On conserve encore les viandes à l’aide de plusieurs liqueurs ; celle qu’on nomme saumure, et qu’on emploie pour le bœuf, le mouton et le cochon, se prépare en faisant bouillir quatre livres de sel marin, une livre et demie de sucre, deux onces de salpêtre, dans trente-quatre livres d’eau ; on écume et on retire du feu ; on verse cette liqueur refroidie sur la viande, dépouillée de sang, et frottée avec du sel.

On vante encore un moyen merveilleux, l’acide muriatique étendu dans une quantité d’eau suffisante pour conserver les viandes, pour leur donner un goût agréable, et les rendre propres à être digérées facilement.

On a laissé de la viande pendant neuf mois dans l’alcool à 13 degrés : au bout de ce temps, elle a fourni de fort bon bouillon.

On peut conserver la viande huit à dix jours, et même rétablir celle qui est altérée, en la lavant deux à trois fois par jour avec de l’eau saturée d’acide carbonique, ou en l’exposant au gaz carbonique dans une cuve en fermentation.
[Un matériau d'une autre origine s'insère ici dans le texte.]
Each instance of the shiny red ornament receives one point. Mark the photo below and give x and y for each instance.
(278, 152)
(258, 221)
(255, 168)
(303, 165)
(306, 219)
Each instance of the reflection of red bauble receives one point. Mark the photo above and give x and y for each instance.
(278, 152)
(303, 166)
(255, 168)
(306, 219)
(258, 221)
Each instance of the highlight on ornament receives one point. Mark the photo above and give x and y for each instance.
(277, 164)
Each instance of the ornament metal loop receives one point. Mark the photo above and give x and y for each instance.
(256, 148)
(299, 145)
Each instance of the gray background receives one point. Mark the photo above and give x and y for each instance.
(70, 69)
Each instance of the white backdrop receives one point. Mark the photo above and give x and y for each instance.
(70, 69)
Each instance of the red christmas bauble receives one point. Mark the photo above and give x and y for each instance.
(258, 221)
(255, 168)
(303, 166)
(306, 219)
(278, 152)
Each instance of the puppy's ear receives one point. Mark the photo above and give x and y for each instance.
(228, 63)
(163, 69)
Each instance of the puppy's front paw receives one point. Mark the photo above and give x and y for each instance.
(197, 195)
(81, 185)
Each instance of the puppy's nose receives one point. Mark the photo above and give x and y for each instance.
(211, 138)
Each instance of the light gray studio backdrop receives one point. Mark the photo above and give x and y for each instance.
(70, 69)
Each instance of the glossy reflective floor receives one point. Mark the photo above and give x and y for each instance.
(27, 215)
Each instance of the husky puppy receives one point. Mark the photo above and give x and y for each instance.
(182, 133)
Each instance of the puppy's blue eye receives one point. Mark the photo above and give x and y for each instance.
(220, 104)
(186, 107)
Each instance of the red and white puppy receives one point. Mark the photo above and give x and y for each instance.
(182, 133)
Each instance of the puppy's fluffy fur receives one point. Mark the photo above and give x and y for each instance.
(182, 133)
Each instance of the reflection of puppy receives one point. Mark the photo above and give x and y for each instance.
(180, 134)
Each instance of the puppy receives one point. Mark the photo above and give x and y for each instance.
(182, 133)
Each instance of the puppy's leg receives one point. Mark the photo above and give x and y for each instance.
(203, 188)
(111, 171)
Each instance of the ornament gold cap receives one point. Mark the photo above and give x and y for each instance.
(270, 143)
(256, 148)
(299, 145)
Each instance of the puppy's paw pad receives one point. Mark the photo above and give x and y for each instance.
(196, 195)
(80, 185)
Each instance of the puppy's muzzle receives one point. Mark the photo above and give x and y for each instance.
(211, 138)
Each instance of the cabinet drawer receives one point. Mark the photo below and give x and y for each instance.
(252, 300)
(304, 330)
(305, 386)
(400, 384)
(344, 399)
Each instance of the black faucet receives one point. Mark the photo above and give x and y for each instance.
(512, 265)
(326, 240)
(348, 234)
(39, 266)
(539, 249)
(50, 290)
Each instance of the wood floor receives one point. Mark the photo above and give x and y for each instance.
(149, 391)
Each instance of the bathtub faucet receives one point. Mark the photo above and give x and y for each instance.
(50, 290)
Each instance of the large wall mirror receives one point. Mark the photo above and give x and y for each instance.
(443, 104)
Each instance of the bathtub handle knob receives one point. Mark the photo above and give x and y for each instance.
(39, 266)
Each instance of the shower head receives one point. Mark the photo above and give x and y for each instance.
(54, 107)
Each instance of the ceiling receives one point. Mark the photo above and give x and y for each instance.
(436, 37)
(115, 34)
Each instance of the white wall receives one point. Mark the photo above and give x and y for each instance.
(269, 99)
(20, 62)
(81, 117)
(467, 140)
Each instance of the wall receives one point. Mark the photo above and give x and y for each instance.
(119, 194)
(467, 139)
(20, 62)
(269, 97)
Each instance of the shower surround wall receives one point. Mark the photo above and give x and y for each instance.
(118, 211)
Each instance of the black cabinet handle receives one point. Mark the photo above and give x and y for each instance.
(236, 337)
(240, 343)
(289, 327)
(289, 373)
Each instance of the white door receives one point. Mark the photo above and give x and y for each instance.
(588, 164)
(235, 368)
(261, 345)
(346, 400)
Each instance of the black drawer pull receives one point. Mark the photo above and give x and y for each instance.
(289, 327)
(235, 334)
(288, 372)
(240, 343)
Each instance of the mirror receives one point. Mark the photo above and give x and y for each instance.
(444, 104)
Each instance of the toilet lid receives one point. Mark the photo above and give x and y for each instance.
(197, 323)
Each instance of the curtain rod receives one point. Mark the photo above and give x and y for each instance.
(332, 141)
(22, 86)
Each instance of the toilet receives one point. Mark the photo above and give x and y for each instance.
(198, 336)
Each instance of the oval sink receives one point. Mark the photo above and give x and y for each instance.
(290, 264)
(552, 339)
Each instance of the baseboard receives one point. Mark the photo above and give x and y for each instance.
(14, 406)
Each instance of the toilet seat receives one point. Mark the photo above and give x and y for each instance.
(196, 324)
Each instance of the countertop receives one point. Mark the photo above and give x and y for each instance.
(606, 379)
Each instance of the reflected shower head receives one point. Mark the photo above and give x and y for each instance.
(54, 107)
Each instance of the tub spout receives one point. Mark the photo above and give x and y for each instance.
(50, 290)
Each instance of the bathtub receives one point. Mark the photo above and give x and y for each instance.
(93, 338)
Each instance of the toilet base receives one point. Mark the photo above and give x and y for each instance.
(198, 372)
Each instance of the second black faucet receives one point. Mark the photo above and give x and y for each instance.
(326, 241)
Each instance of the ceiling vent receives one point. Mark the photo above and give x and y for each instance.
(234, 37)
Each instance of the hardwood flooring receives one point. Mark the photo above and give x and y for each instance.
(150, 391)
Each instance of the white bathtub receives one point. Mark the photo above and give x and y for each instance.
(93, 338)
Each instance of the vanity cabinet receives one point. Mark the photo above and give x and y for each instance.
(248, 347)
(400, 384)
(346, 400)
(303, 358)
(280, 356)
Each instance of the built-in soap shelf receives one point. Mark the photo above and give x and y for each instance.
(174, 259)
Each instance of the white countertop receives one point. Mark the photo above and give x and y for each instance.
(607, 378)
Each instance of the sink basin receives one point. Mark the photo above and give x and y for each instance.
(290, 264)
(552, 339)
Les personnes qui habitent la campagne ont sous la main le lait caillé, qui produit le même effet. Cette liqueur, lorsqu’on n’est pas obligé de garder trop long-temps la viande, est infiniment avantageuse, parce qu’elle n’en altère en rien la saveur. On a encore par-tout un moyen simple de rétablir les viandes qui commencent à se gâter ; il consiste à les faire bouillir avec un nouet de charbon, ou à plonger dans le bouillon qui les cuit un charbon ardent. Tout le monde sait également qu’en plongeant une croûte de pain bien grillée dans du beurre rance, on lui enlève l’odeur et la saveur désagréable qui lui sont particulières.